I risultati delle analisi condotte in topi modello per Duchenne (i topi mdx) trattati subito dopo la nascita con una singola somministrazione della microutrofina, hanno evidenziato la produzione della proteina nei muscoli e nel cuore e nessun segno di tossicità. Quando analizzati a livello microscopico inoltre, i muscoli dei topi non hanno mostrato i segni tipici della degenerazione e rigenerazione riscontrati in assenza di trattamento e anche la valutazione della funzionalità muscolare ha evidenziato performance migliori rispetto ai topi non trattati. 

Per valutare l’efficacia della microutrofina in un modello animale con una manifestazione della patologia più simile all’uomo, i ricercatori hanno proseguito i loro studi nel cane modello per la DMD, il cane GRMD, somministrando la terapia sia a pochi giorni dalla nascita che ad un’età più avanzata, quando i muscoli degli animali mostrano già i danni indotti dalla patologia. I risultati delle analisi condotte hanno confermato, in entrambi i casi, la produzione della microutrofina e l’assenza di tossicità. Similmente a quanto osservato nei topi, inoltre, anche i muscoli dei cani trattati benché più seriamente colpiti dalla patologia, hanno mostrato una riduzione del danno muscolare e dell’infiammazione. Non sono stati infine riscontrati segnali di attivazione di risposta immunitaria verso la microutrofina.

Per approfondire la valutazione di una potenziale risposta immunitaria indotta dalla terapia genica con la micriutrofina, i ricercatori hanno infine confrontato gli effetti della loro strategia con quella basata sulla somministrazione di microdistrofina mediata dallo stesso tipo di virus. Somministrando le terapie geniche in due arti distinti di un cane modello per la DMD particolarmente adatto alla valutazione della risposta immunitaria, l’equipe ha evidenziato una robusta espressione di microutrofina e assenza di infiammazione nelle biopsie muscolari dall’arto che aveva ricevuto questa terapia genica e solo tracce di microdistrofina e una forte reazione infiammatoria in quello trattato con la terapia genica canonica. 

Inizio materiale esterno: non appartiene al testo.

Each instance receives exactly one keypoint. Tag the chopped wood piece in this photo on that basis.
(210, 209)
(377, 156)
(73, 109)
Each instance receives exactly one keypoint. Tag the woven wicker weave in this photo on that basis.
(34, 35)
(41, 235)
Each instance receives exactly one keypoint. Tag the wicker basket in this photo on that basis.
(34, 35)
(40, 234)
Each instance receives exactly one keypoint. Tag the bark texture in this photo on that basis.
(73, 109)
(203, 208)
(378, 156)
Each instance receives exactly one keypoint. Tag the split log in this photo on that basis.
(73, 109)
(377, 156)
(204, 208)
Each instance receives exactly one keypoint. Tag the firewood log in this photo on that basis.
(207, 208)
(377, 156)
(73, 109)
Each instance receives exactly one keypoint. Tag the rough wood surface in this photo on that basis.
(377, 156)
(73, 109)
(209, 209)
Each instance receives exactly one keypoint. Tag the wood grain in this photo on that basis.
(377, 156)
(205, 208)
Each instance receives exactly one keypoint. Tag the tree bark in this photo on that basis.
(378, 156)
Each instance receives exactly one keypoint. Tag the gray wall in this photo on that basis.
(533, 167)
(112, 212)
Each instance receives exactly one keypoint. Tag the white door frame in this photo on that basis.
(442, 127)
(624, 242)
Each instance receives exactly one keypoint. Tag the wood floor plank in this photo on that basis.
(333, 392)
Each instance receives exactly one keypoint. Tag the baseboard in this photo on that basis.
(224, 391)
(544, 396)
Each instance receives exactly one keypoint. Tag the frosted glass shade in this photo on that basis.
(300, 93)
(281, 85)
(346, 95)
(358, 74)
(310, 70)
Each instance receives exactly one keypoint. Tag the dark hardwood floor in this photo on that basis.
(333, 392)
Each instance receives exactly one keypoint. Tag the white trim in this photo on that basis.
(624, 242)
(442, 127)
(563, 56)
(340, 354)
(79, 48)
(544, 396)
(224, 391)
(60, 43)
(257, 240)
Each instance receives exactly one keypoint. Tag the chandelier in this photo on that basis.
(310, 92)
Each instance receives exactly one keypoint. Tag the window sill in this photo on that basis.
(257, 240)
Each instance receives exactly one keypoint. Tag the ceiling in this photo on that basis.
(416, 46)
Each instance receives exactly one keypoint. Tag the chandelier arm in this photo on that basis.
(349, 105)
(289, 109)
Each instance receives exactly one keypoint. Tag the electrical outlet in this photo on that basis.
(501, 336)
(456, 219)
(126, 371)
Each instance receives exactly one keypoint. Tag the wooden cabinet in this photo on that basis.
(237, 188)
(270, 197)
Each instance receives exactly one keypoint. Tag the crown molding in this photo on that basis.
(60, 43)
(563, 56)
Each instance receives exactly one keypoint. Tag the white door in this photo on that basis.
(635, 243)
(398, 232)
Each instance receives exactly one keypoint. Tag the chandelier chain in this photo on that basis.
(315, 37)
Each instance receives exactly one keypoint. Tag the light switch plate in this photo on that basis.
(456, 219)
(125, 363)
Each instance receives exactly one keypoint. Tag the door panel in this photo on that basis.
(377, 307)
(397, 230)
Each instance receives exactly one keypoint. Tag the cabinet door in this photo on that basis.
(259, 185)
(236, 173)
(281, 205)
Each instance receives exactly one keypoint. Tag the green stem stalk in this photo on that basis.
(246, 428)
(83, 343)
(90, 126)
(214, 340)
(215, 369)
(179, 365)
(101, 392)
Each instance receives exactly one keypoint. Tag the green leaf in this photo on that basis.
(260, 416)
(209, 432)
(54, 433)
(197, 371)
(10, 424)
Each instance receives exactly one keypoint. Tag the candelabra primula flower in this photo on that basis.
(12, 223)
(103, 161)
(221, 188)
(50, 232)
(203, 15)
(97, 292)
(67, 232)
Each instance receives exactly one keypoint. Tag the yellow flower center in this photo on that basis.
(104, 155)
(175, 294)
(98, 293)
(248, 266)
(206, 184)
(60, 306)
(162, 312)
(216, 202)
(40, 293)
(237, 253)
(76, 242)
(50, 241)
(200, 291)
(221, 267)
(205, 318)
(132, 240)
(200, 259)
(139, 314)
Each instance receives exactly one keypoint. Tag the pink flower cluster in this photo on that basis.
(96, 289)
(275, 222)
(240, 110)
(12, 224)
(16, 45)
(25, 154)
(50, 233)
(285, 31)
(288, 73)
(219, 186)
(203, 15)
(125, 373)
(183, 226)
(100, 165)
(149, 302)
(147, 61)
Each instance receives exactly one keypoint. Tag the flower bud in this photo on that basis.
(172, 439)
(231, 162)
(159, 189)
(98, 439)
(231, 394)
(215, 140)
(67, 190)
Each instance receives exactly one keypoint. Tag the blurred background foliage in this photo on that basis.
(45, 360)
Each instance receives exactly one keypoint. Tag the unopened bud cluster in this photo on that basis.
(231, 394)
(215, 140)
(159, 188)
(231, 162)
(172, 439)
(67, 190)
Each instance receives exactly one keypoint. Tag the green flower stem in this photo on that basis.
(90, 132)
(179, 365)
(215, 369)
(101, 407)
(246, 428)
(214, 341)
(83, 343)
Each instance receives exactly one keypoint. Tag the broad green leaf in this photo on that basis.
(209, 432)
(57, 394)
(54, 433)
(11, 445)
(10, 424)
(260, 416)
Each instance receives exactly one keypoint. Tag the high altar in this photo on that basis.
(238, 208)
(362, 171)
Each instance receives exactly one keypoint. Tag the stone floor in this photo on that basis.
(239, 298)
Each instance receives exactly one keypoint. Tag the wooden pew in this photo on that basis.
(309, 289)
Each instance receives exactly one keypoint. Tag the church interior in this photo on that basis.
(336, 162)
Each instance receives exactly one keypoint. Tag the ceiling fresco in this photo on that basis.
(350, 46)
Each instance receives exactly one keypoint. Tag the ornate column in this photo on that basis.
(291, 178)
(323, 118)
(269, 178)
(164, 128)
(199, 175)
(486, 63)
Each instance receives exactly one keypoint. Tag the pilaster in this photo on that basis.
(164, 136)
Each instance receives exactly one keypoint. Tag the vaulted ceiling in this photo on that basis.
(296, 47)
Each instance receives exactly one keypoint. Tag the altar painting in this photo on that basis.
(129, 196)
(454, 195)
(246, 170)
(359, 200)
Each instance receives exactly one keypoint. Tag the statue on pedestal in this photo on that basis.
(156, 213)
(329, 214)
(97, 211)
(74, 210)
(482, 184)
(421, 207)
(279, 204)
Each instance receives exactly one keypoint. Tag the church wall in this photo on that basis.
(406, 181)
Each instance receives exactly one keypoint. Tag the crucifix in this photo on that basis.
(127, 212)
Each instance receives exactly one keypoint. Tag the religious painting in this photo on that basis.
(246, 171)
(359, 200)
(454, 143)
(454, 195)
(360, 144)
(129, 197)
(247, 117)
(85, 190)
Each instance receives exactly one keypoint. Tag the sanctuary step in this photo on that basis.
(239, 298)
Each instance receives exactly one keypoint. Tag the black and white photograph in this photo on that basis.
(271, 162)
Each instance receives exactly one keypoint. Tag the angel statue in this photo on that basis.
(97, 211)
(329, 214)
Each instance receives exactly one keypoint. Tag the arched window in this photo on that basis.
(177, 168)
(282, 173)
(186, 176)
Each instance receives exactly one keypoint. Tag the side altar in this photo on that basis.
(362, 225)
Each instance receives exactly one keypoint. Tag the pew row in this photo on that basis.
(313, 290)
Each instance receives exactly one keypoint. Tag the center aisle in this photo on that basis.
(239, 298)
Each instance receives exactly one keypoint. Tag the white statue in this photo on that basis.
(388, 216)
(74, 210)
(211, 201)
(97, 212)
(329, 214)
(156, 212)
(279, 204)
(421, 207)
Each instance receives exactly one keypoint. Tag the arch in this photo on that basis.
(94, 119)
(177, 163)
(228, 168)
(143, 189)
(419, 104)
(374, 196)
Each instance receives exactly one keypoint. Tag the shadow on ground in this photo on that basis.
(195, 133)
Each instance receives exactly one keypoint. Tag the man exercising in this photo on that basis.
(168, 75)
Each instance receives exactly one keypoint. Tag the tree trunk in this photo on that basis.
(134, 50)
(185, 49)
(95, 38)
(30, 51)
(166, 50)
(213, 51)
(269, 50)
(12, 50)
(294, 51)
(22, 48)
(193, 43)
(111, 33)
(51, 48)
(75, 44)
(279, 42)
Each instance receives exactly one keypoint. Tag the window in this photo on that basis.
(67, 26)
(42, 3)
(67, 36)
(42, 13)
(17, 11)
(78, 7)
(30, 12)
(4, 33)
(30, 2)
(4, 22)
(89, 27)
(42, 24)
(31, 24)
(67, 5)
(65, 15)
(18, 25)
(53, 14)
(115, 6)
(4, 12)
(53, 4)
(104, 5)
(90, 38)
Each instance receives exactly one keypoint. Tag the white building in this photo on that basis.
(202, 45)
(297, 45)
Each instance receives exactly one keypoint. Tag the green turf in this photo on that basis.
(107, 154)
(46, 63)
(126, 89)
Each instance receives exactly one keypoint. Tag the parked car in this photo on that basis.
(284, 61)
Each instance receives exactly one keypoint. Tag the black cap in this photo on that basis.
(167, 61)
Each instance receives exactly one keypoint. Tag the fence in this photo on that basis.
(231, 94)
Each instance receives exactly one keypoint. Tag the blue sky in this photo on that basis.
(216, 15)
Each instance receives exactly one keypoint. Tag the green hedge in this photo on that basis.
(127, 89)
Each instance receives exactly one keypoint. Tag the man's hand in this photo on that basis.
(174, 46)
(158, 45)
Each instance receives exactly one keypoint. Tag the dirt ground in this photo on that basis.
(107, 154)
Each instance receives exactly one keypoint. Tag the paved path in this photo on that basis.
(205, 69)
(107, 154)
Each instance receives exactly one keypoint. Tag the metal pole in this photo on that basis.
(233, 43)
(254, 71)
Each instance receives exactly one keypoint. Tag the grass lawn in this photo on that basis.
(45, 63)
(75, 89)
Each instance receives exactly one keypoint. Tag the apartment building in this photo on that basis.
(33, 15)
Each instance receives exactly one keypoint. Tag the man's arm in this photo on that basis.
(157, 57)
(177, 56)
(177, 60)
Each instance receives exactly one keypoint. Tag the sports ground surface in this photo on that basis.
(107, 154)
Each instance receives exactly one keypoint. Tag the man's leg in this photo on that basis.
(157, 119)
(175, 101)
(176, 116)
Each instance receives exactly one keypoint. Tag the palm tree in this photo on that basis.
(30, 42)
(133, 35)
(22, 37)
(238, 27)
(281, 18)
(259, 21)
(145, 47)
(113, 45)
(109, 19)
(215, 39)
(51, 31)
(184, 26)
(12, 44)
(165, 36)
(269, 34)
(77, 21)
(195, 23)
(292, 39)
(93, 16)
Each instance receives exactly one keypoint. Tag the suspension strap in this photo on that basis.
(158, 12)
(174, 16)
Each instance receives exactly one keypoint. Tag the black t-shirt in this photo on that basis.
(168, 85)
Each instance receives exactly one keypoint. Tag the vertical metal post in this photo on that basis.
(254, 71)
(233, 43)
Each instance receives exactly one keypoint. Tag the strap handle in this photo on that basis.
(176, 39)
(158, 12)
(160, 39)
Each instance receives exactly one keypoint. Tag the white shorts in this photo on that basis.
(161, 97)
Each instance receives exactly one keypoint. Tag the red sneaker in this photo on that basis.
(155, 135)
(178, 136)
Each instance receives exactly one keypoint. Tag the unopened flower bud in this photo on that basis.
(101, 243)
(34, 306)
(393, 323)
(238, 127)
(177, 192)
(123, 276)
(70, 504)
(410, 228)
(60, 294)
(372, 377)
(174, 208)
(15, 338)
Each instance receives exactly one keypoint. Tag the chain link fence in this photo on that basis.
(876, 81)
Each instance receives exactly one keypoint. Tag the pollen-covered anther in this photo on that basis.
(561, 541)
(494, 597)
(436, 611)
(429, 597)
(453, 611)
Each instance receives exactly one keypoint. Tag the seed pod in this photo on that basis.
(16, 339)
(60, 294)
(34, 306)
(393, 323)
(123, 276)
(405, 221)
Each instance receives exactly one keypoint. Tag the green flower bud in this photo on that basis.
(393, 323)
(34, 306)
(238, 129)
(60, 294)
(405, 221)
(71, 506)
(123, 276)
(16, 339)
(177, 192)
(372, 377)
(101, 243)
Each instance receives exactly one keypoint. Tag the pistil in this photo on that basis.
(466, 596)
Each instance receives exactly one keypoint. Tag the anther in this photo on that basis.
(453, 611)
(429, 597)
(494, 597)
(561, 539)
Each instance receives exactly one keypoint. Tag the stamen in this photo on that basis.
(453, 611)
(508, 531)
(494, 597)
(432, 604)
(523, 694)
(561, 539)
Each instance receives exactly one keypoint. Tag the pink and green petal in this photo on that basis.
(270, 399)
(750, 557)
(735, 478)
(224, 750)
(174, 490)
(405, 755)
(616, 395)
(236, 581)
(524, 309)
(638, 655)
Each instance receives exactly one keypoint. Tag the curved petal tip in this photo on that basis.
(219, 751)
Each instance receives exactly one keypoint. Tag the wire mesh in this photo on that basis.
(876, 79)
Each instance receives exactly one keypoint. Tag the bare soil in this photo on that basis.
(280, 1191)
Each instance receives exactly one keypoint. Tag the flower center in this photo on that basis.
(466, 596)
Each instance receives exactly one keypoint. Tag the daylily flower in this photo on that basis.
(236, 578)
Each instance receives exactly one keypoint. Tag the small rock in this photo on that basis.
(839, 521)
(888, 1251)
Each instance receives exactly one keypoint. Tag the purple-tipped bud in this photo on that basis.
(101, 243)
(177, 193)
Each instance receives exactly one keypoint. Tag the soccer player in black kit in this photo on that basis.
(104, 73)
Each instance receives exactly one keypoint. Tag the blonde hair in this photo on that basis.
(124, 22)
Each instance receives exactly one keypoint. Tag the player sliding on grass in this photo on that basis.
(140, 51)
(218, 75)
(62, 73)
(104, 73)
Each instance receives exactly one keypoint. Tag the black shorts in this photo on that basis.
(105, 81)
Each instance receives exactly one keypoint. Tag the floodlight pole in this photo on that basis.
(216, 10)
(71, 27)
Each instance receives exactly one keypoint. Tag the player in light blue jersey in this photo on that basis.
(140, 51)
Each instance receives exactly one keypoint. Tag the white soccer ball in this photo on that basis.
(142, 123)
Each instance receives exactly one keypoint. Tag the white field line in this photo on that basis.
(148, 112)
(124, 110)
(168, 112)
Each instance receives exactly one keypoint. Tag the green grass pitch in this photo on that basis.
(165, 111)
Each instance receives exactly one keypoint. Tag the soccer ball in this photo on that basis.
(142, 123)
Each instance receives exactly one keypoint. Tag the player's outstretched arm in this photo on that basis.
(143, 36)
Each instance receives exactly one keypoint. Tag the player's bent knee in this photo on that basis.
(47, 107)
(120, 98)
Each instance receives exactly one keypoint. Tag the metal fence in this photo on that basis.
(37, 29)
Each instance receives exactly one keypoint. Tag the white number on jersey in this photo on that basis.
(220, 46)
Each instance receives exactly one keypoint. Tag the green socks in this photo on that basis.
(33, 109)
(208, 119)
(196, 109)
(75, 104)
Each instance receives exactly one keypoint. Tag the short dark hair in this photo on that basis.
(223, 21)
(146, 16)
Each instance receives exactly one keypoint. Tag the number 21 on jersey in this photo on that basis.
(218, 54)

I dati presentati supportano l’ipotesi che una terapia genica basata sul trasferimento di microutrofina potrebbe avere un impatto complessivamente migliore rispetto a quello ottenuto con le mini e microdistrofine. Nonostante i dati presentati siano incoraggianti, sarà fondamentale capire in quale misura i risultati raccolti nei modelli animali presi in esame possano essere traslati anche nei pazienti. E’ infine importante sottolineare che anche se teoricamente possibile, nessuno degli studi clinici in corso con micro e minidistrofine ha riportato finora problematiche di attivazione del sistema immunitario verso le corrispondenti proteine.